Why Do I See A Weird Number Of Cores In The Sizer?
If you put a workload into the sizer, you might see some odd core counts in the output. For example, the below screenshot shows 4x i3en nodes with 240 cores, but clearly it should be 192 cores (4x 48).
Yet when the same workload is changed to the i3 instance type, the correct amount of cores (5x 36 = 180) is displayed.
The reason for this is that the i3en instance types support Hyper-Threading, and the Sizer applies a weighting to calculations. This can be changed via the Global Settings in the Advanced section of the Sizer. If you’re not into HT, set it to 0%. If you’re a believer, set it to 100%. By default it’s set to 25%, hence the 240 cores number in the previous example (48 x 1.25 x 4 nodes).
Why Do I Need This Many Nodes?
You might need to satisfy Host Admission Control requirements.
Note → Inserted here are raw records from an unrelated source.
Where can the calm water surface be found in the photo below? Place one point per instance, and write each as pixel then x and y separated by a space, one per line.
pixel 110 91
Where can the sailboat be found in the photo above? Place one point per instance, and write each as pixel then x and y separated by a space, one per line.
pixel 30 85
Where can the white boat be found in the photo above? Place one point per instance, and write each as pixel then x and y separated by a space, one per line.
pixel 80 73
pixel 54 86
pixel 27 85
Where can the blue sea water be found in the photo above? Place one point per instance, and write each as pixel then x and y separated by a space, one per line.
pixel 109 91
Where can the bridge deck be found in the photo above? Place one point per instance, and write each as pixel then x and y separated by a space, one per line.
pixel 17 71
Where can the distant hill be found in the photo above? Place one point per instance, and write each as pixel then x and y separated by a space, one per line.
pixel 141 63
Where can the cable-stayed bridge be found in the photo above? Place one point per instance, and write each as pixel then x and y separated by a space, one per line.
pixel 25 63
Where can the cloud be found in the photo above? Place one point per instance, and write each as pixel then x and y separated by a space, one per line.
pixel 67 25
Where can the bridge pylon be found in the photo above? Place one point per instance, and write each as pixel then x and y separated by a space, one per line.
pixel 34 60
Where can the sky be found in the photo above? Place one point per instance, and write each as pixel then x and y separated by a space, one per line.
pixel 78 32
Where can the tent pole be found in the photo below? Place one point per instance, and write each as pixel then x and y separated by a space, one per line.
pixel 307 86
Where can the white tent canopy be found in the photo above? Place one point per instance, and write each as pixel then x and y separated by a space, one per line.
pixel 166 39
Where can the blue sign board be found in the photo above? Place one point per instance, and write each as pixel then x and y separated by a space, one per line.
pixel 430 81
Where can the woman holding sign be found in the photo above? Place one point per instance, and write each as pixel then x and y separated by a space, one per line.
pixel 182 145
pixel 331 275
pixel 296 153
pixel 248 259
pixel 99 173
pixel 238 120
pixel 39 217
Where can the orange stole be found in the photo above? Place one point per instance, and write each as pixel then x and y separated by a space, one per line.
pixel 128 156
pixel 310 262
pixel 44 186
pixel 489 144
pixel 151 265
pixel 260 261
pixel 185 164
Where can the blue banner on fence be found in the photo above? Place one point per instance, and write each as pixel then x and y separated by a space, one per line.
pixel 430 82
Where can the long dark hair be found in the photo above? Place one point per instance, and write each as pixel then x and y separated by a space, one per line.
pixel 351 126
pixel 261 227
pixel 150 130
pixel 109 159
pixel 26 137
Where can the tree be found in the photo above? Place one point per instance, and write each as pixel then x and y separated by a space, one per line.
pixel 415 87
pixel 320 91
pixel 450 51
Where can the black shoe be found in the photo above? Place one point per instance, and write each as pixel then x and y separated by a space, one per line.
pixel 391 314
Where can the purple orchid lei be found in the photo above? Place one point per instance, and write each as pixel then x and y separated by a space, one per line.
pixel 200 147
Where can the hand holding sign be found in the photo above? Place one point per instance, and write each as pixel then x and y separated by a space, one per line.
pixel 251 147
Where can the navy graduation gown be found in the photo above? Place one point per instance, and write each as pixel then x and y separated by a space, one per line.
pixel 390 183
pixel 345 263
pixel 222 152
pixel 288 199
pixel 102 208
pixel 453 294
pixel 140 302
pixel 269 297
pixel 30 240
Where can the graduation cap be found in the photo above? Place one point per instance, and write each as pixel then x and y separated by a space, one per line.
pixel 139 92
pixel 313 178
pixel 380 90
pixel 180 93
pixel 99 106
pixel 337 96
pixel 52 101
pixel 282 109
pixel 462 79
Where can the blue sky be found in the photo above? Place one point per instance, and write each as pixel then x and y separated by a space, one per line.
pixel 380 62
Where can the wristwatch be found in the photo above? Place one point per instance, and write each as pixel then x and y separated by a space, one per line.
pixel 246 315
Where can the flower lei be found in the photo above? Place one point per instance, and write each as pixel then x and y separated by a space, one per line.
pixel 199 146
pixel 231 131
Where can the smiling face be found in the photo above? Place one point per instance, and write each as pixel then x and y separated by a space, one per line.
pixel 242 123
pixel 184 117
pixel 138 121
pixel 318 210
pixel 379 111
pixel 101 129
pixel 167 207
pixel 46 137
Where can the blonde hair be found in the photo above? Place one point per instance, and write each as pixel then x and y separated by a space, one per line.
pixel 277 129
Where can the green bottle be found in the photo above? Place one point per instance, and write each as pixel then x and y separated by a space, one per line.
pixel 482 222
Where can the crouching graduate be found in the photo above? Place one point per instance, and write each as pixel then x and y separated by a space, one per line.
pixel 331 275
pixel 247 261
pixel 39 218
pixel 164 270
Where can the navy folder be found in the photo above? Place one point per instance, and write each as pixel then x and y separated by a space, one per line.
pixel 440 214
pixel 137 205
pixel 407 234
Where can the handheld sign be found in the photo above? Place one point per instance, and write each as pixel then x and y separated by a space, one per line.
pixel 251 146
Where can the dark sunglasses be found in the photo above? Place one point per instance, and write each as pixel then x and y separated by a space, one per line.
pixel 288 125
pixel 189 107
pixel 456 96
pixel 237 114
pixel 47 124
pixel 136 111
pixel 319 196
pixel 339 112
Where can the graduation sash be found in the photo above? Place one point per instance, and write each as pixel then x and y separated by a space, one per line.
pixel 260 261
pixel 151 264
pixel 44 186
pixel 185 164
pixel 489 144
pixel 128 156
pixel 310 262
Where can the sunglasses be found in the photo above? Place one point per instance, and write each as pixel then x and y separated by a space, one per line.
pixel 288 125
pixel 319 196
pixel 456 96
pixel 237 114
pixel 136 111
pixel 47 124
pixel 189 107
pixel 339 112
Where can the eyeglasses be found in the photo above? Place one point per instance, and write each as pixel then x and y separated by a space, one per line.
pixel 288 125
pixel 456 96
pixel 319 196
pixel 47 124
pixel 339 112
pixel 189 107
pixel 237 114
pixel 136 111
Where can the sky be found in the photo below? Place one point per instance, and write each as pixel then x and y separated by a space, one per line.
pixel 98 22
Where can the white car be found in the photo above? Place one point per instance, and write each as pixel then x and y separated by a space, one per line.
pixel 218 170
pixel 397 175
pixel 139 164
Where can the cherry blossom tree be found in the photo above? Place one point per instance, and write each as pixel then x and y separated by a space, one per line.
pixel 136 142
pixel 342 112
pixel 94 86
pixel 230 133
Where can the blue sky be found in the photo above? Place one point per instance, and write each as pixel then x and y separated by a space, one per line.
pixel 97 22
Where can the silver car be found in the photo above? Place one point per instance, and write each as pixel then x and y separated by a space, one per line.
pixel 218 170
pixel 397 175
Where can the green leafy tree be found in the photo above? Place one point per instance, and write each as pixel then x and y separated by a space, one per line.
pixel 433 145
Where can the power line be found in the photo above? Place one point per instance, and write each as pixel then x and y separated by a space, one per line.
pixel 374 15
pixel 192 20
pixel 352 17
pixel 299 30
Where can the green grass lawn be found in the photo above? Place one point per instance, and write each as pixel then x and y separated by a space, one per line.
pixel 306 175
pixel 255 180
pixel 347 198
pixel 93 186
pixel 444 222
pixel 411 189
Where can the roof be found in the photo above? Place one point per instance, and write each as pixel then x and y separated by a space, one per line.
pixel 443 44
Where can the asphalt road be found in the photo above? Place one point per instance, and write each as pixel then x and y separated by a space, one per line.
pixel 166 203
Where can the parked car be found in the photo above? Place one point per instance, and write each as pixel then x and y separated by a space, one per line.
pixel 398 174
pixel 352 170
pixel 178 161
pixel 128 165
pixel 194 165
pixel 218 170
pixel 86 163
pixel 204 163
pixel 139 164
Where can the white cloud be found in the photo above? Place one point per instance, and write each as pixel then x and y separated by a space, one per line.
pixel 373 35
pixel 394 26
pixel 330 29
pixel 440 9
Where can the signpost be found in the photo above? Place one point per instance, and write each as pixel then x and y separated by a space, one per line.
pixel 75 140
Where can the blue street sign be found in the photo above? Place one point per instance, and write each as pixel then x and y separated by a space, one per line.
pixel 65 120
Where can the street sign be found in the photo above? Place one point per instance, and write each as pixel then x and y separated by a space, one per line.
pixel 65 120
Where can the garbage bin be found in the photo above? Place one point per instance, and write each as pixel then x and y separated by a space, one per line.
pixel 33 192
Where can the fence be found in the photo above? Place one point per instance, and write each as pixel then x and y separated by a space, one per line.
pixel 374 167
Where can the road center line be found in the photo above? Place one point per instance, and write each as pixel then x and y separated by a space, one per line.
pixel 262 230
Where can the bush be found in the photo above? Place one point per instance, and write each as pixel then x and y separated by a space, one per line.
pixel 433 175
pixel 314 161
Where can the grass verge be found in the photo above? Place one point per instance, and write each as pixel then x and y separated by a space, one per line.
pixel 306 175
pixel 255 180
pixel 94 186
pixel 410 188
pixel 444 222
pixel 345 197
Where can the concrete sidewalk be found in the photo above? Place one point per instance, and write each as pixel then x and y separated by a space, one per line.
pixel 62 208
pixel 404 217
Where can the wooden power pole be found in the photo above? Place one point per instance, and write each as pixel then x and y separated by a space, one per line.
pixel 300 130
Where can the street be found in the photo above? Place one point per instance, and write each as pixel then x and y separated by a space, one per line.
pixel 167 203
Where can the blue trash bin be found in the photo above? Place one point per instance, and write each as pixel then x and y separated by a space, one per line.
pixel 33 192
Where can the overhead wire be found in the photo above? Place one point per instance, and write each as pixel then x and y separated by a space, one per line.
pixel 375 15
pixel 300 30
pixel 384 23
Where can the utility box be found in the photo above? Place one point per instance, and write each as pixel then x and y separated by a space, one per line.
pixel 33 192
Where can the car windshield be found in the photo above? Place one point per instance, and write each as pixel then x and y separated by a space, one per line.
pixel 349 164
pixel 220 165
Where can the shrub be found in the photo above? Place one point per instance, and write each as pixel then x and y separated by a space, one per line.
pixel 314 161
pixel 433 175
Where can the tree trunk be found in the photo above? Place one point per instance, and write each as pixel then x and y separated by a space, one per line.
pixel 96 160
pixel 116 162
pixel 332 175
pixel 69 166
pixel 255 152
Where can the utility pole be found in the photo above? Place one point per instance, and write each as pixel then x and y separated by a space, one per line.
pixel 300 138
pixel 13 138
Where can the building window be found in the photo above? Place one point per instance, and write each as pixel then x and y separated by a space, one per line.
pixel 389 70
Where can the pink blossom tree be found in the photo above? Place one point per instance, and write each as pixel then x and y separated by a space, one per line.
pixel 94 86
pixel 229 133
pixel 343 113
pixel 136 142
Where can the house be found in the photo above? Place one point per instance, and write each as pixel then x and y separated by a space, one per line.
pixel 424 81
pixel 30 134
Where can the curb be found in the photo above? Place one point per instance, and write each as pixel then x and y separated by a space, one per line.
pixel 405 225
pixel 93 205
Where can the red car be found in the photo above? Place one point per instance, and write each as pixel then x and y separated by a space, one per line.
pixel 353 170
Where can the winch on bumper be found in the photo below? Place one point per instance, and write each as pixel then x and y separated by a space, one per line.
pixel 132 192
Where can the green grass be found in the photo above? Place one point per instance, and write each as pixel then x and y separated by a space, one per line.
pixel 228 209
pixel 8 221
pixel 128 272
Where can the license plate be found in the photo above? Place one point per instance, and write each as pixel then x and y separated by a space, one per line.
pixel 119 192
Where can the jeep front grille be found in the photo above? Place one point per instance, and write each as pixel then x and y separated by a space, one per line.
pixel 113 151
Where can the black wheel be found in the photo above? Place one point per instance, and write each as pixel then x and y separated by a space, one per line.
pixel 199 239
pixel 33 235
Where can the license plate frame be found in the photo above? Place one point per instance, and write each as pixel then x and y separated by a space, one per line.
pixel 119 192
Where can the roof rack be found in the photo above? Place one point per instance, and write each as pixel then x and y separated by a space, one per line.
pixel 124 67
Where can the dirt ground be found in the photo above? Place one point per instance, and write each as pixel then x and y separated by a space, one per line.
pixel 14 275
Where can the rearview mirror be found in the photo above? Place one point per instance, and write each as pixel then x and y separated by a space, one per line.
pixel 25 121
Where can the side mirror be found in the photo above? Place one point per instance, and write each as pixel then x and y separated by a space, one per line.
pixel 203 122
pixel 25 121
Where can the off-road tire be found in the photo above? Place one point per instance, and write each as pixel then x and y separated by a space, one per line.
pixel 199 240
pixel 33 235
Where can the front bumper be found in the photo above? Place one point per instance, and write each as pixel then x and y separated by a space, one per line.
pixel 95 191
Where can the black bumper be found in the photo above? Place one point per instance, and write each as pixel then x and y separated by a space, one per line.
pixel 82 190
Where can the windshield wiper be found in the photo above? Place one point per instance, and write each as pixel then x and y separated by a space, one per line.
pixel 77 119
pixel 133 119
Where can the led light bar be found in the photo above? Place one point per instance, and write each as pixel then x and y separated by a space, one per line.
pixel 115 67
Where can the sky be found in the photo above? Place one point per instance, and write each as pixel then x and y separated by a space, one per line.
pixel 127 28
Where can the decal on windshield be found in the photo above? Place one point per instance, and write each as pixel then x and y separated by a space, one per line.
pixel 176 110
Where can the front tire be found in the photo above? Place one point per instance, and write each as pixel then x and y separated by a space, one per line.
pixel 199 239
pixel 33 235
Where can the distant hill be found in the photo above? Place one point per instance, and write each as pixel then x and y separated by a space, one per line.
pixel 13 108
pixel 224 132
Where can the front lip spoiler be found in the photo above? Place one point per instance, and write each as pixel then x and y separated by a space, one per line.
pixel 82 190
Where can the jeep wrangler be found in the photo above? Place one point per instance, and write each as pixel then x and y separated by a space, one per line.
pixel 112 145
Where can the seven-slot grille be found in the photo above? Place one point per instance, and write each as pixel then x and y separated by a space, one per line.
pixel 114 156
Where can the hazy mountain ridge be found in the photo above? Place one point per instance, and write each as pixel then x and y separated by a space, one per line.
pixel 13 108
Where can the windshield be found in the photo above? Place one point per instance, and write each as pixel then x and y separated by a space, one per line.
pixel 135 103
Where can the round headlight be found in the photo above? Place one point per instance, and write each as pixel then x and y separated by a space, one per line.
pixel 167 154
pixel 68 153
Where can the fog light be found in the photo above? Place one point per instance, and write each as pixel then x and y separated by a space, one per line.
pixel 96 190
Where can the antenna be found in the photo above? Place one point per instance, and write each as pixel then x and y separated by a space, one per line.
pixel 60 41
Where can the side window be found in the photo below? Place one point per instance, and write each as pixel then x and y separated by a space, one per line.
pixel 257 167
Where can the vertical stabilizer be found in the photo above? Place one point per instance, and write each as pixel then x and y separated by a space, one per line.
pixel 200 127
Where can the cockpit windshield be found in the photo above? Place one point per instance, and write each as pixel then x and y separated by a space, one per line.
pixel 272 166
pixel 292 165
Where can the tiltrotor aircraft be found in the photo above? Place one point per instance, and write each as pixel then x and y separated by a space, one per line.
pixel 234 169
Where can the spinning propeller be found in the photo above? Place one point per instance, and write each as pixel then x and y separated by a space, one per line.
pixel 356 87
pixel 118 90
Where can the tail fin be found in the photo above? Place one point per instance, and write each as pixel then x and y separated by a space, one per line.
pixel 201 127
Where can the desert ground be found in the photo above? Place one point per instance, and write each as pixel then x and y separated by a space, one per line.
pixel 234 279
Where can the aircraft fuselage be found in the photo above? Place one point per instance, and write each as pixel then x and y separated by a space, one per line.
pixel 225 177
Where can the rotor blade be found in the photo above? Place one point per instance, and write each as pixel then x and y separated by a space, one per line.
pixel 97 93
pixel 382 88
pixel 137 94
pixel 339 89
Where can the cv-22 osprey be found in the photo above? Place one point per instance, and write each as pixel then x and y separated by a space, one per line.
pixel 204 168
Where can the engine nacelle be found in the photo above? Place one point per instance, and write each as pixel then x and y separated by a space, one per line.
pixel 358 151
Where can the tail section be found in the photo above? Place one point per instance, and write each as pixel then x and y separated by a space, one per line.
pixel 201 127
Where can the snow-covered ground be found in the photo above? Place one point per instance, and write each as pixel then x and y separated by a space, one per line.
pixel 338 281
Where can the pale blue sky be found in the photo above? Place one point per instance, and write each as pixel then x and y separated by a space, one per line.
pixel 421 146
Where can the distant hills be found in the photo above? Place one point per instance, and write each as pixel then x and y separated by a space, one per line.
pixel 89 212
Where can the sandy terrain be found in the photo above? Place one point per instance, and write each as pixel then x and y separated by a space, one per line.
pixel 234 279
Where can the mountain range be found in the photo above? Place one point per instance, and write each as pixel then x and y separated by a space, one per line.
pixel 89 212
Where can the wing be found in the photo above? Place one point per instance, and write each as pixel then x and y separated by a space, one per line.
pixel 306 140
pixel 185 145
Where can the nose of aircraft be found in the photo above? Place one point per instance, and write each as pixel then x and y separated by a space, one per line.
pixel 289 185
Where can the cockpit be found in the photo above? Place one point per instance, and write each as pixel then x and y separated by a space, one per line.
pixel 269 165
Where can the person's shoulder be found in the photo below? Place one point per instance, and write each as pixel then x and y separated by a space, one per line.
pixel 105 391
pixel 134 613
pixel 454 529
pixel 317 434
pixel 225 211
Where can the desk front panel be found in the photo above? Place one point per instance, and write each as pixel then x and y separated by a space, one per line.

The current logic of Host Admission Control (as it’s applied in VMC sizer) is as follows:
- A 2-host cluster should have 50.00 percent reserved CPU and memory capacity for HA Admission Control.
- A 3-host cluster reserves 33.33 percent for HAC
And so on until you get to
- A 16-host cluster reserving 6.25 percent of resources for HAC.
It’s also important to note that a 2-host cluster can accommodate a maximum of 35 VMs. Anything above that will need an extra host. And if you’re planning to run a full HCX configuration on two nodes, you should review this Knowledge Base article. Speaking of running things at capacity, I’ll go into Elastic DRS in another post, but by default we add another host to your cluster when you hit 80% storage capacity.
What About My Storage Consumption?
By default there are some storage policies applied to your vSAN configurations too. A standard Cluster with 5 hosts or less is set to 1 Failure / RAID-1, whilst a standard Cluster with 6 hosts or more is set to tolerate 2 Failures / RAID-6 by default. You can read more about that here.
There’s a bunch of stuff I haven’t covered here, including the choices you have to make between using RVTools and LiveOptics, and whether you should size with a high CPU to core ratio or keep it one to one like the old timers like. But hopefully this post has been of some use explaining some of the quirky things that pop up in the Sizer from time to time.